Theorem (Lyapunov's second method). Let $U\subset \mathbb{R}^n$ be a neighbourhood of the origin. Let $V:U\to \mathbb{R}$ be a Lyapunov function. Then the following is true:

• If $\dot V \leq 0$ on $U\setminus \textbf{0}$, then $\textbf{0}$ is stable.
• If $\dot V < 0$ on $U\setminus \textbf{0}$, then $\textbf{0}$ is asymptotic stable.
• If $\dot V > 0$ on $U\setminus \textbf{0}$, then $\textbf{0}$ is unstable.
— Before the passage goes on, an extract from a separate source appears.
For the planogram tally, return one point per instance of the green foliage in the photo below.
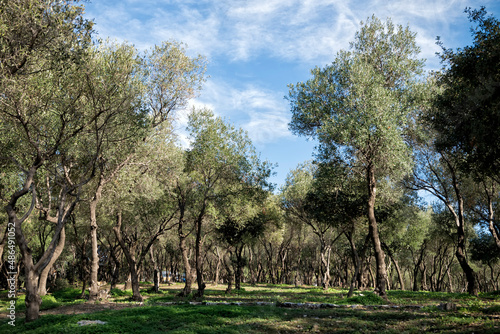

Let's go back to our $V$ that we have defined there. We calculate the derivative w.r.t. $t$ but do not use $t$ in our notation because that makes it a little bit messy. We just write $x$ instead of $x(t)$. \begin{align} \dot V(x,y) &= 2x \cdot x'+2y \cdot y'\\ &= 2x \sin(x+y) - 2y\sin(x-y) \end{align} Now we must find out what the sign is of this expression in a neighbourhood of $(0,0)$. A natural thing to do is to take the Taylorpolynomial of the sine function around zero, so: \begin{align} \dot V(x,y) = 2x(x+y) -2y(x-y) + O(||(x,y)||^3) = 2x^2+2y^2 + O(||(x,y)||^3) \end{align} Since $O(||(x,y)||^3)$ has a much smaller magnitude than $2x^2+2y^2$ around $(x,y)=(0,0)$ we can actually find a neighbourhood of $(0,0)$ where $\dot V$ is positive in that neighbourhood excluding $(0,0)$. So $(0,0)$ is an unstable stationary point of the given differential equation.

Answer 2

You should take the gradient of the Liapunov function $$\nabla V = \left(\frac{\partial}{\partial x} V, \frac{\partial}{\partial y} V\right)$$ and consider what angle this makes with the vector field of the given differential equation.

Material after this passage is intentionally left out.